As you may have guessed, I am no longer in Kisangani, DRC. I have been back in the states for about three months and I have been too silent here. I will write about my departure from Congo soon – that was a crazy night. I may write about my close call with an airplane that crashed just a few weeks after I flew on it.
I came back after about 25 months in Congo. After about a year in, Kinshasa and Kisangani became very normal to me – home. Flying over that jungle felt more normal to me than flying over the Rockies. It was at times a hard place to be but I am thankful for every day I was able to live there.
People have asked me what I missed from my plate while I was in Congo. I always told them the truth: broccoli and Mexican food. The friends and family back here were on my heart much more often than the foods I missed, however. Now when I think of Congo the same is true and it gives me the encouraging thought that true friendship is universal and with work and time can transcend cultural differences.
While I lived in Africa I got to travel around a fair bit in that enormous place. I’ve also been on the road quite a bit since returning to the USA: to California twice, Pennsylvania, Oregon, Minnesota, and Arizona. I have been calling Kansas City my home during this time. I live a few blocks into Kansas and make frequent trips to Missouri. I have been a fledgling gospel pianist in an African-American church in this historic music town. I have come back from some personal frontiers in Congo to land near Westport, the place where wagon trains set out for the American West that I love so much. I learned to make some killer fajitas and tasted some luscious barbecue. I’ve met some great people here in Kansas City, some of the coolest kids in town. Best of all, I have been able to have some great face time with the one who drew me to this place.

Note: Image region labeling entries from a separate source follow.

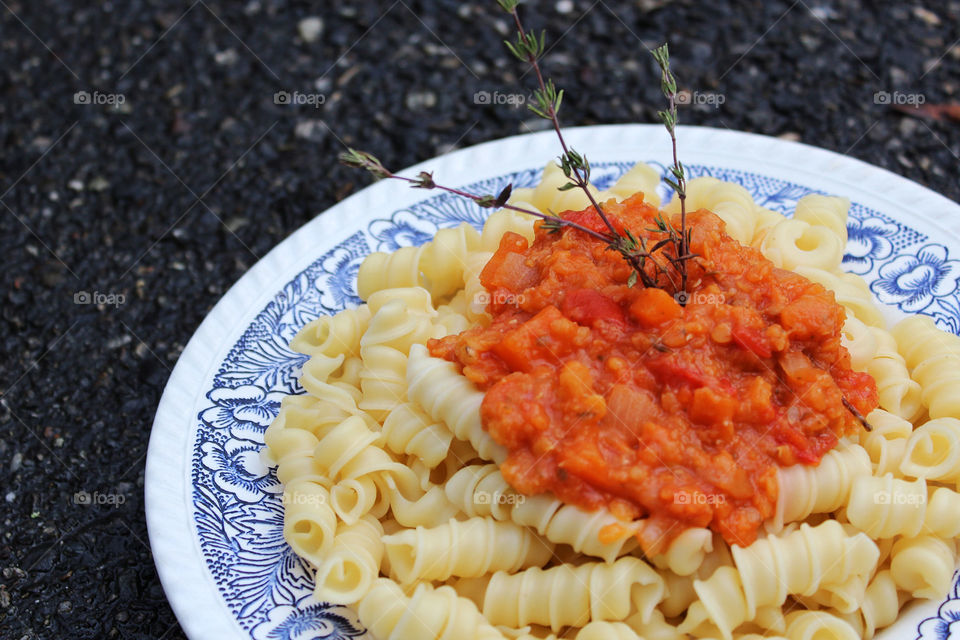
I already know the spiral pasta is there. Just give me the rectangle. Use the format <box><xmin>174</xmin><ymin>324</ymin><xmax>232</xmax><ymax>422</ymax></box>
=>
<box><xmin>770</xmin><ymin>444</ymin><xmax>872</xmax><ymax>531</ymax></box>
<box><xmin>680</xmin><ymin>520</ymin><xmax>880</xmax><ymax>639</ymax></box>
<box><xmin>314</xmin><ymin>514</ymin><xmax>384</xmax><ymax>604</ymax></box>
<box><xmin>841</xmin><ymin>315</ymin><xmax>877</xmax><ymax>371</ymax></box>
<box><xmin>760</xmin><ymin>219</ymin><xmax>843</xmax><ymax>271</ymax></box>
<box><xmin>445</xmin><ymin>464</ymin><xmax>637</xmax><ymax>562</ymax></box>
<box><xmin>860</xmin><ymin>409</ymin><xmax>913</xmax><ymax>477</ymax></box>
<box><xmin>264</xmin><ymin>168</ymin><xmax>960</xmax><ymax>640</ymax></box>
<box><xmin>793</xmin><ymin>265</ymin><xmax>886</xmax><ymax>327</ymax></box>
<box><xmin>847</xmin><ymin>474</ymin><xmax>927</xmax><ymax>538</ymax></box>
<box><xmin>290</xmin><ymin>304</ymin><xmax>370</xmax><ymax>358</ymax></box>
<box><xmin>786</xmin><ymin>611</ymin><xmax>860</xmax><ymax>640</ymax></box>
<box><xmin>890</xmin><ymin>536</ymin><xmax>957</xmax><ymax>599</ymax></box>
<box><xmin>900</xmin><ymin>418</ymin><xmax>960</xmax><ymax>482</ymax></box>
<box><xmin>458</xmin><ymin>556</ymin><xmax>664</xmax><ymax>631</ymax></box>
<box><xmin>893</xmin><ymin>316</ymin><xmax>960</xmax><ymax>419</ymax></box>
<box><xmin>406</xmin><ymin>344</ymin><xmax>506</xmax><ymax>463</ymax></box>
<box><xmin>867</xmin><ymin>327</ymin><xmax>923</xmax><ymax>420</ymax></box>
<box><xmin>357</xmin><ymin>578</ymin><xmax>504</xmax><ymax>640</ymax></box>
<box><xmin>378</xmin><ymin>402</ymin><xmax>453</xmax><ymax>469</ymax></box>
<box><xmin>480</xmin><ymin>208</ymin><xmax>537</xmax><ymax>252</ymax></box>
<box><xmin>383</xmin><ymin>518</ymin><xmax>553</xmax><ymax>584</ymax></box>
<box><xmin>793</xmin><ymin>193</ymin><xmax>850</xmax><ymax>243</ymax></box>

I think I am going to keep the website going through this time of transition. I may change the look of things a bit in awhile. It feels strange to take the picture of Congo off of the banner – since Congo is marked on me now more than ever. Lots of people asked me if I am “done with Africa, like for good?” I am done with my employment with HOPE International and we’re all looking forward to the day when time and circumstances allow me to work for HOPE again, either in the USA or abroad. I can’t make any guarantees that I won’t go live in Africa on short notice again.